The new infrastructure players? Think HuggingFace, Pinecone, LangChain, Replicate, and RunPod—they’re building the new rails. These are the shovels.
The applications are coming in hot: AI assistants, AI video editors, voice generators, tutoring agents, legal bots, and more.
But beware: in AI, the line between shovel and gold is blurry. Even the miners depend heavily on the infrastructure players, and often pay high costs to access these models.
Lesson: We’re still early. The infrastructure is maturing, and the best applications are yet to be discovered. Timing is everything.
So, What Wave Are You On?
Now that you understand the oscillation, ask yourself:
- Are you riding a fresh wave, or clinging to an old one?
- Are you building shovels—tools and platforms that empower others?
- Or are you going after gold—apps that serve a specific niche or solve a direct pain point?
Neither path is better. But knowing which one you’re on determines how you execute:
- Shovel builders focus on developer experience, reliability, and scalability.

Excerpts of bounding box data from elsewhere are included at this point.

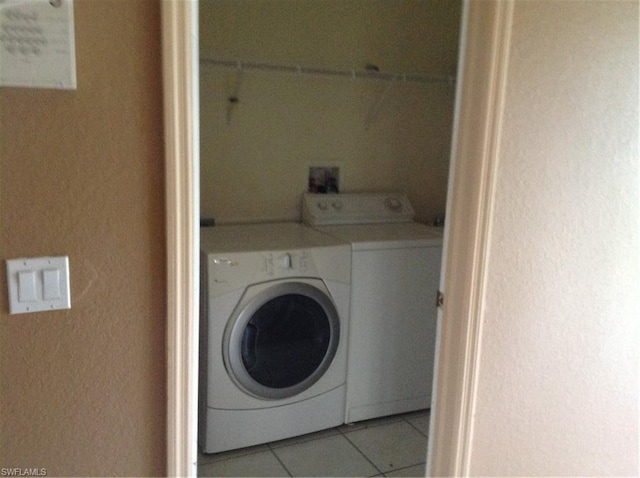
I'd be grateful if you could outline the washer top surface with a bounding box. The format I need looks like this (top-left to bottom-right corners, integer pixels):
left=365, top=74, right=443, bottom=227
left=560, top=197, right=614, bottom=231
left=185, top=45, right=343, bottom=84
left=302, top=193, right=414, bottom=226
left=200, top=222, right=345, bottom=253
left=317, top=222, right=443, bottom=250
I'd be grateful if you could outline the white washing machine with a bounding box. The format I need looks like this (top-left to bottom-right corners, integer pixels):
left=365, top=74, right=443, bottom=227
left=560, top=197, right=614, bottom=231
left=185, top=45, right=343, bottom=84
left=302, top=194, right=442, bottom=422
left=198, top=223, right=351, bottom=453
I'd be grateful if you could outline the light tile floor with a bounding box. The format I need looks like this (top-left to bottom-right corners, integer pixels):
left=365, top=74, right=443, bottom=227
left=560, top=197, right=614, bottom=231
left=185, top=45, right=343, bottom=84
left=198, top=410, right=429, bottom=477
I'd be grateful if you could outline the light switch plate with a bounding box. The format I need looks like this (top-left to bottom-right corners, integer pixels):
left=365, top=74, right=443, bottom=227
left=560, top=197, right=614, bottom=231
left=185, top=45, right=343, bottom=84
left=7, top=256, right=71, bottom=314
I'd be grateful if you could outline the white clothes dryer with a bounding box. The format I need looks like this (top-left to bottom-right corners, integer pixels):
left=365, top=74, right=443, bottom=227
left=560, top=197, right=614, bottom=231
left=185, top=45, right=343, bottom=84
left=198, top=223, right=351, bottom=453
left=302, top=194, right=442, bottom=422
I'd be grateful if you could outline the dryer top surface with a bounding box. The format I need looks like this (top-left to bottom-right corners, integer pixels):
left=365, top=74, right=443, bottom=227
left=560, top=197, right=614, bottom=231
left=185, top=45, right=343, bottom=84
left=317, top=222, right=443, bottom=250
left=200, top=222, right=345, bottom=253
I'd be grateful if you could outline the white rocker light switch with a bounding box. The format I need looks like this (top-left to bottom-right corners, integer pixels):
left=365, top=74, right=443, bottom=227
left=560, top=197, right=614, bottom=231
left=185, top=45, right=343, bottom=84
left=7, top=256, right=71, bottom=314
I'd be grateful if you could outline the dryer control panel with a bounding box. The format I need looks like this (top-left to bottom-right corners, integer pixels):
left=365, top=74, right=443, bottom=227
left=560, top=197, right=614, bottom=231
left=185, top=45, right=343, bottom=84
left=209, top=250, right=317, bottom=296
left=302, top=193, right=415, bottom=226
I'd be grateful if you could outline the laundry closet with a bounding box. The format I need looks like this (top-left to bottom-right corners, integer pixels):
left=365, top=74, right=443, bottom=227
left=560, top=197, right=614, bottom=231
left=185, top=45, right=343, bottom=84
left=199, top=0, right=461, bottom=224
left=199, top=0, right=460, bottom=460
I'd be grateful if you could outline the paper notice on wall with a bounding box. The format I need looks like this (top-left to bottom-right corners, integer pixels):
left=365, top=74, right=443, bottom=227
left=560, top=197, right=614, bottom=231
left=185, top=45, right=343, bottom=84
left=0, top=0, right=76, bottom=90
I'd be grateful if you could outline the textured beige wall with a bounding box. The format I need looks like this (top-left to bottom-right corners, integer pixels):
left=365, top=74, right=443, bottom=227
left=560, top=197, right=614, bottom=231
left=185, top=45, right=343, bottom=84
left=0, top=0, right=166, bottom=476
left=470, top=0, right=640, bottom=476
left=200, top=0, right=460, bottom=222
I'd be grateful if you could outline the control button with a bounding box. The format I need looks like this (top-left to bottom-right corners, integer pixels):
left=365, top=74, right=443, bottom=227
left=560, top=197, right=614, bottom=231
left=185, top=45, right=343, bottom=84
left=384, top=198, right=402, bottom=212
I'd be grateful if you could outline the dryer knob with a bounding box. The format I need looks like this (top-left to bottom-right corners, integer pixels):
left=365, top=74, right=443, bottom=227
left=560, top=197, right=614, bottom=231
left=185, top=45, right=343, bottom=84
left=282, top=253, right=293, bottom=269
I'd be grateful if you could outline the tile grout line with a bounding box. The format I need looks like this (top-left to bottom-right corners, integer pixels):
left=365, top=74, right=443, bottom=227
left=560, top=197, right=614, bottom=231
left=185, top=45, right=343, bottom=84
left=338, top=427, right=384, bottom=476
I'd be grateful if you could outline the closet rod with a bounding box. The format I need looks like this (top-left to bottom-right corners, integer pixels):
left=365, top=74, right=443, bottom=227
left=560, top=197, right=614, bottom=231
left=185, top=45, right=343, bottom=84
left=200, top=57, right=455, bottom=86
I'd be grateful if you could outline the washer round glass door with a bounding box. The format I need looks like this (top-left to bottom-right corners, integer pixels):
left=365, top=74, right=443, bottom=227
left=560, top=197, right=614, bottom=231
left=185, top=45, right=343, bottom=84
left=224, top=282, right=340, bottom=399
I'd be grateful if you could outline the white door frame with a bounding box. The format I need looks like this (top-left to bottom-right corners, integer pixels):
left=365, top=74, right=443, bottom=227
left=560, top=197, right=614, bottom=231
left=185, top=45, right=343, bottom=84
left=427, top=0, right=514, bottom=476
left=161, top=0, right=514, bottom=477
left=161, top=0, right=200, bottom=477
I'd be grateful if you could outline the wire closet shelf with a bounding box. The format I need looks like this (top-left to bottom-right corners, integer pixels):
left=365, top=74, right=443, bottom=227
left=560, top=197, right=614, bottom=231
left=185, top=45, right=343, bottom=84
left=200, top=57, right=455, bottom=86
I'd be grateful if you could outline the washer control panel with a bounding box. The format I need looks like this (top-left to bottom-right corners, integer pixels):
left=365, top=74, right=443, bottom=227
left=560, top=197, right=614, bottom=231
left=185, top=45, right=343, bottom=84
left=302, top=193, right=414, bottom=226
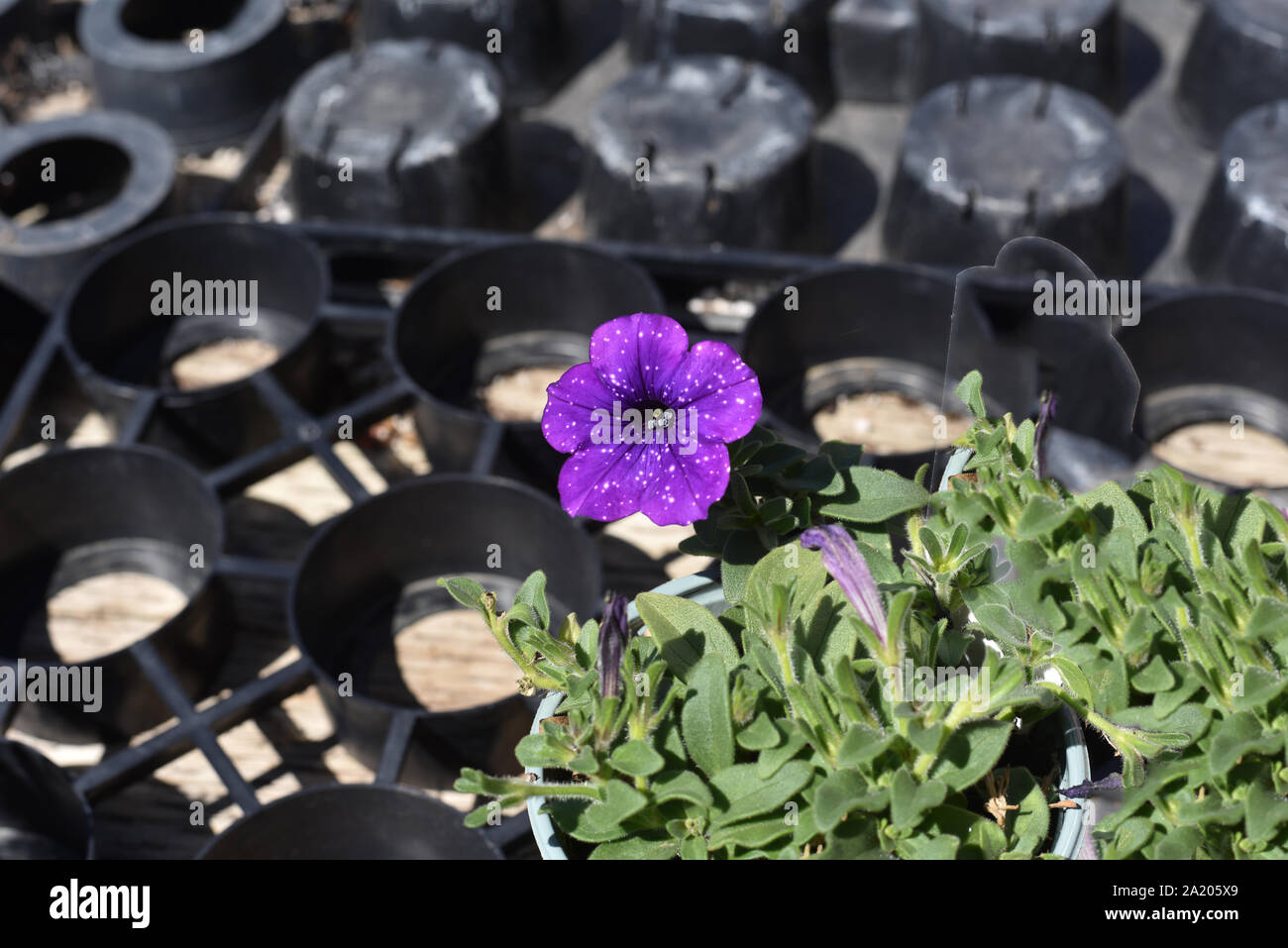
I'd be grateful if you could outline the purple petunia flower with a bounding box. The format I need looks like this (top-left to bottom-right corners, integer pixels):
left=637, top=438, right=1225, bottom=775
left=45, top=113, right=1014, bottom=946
left=802, top=523, right=886, bottom=645
left=541, top=313, right=761, bottom=526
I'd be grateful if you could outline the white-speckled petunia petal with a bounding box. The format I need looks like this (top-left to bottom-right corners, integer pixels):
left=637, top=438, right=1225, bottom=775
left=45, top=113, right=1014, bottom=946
left=640, top=443, right=729, bottom=527
left=541, top=362, right=615, bottom=455
left=661, top=342, right=761, bottom=442
left=590, top=313, right=690, bottom=404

- Gold miners obsess over use cases, user acquisition, and speed to market.
Your strategy should reflect your position in the wave.
Final Thoughts: Recognize the Pattern, Then Act
Every new technological revolution follows this sequence:
- A breakthrough in infrastructure or theory.
- A rush to build platforms and tooling.
- A boom in application-layer startups.
- A refinement phase, where winners consolidate and standards emerge.
We are in the golden era of AI and still in the early innings of decentralization. And if history has taught us anything—it’s this:
“The people who sold shovels during the gold rush often made more money than those mining for gold.“
So what are you building?
Are you arming the revolution, or chasing the treasure?
Either way—know your wave. And surf it with intention.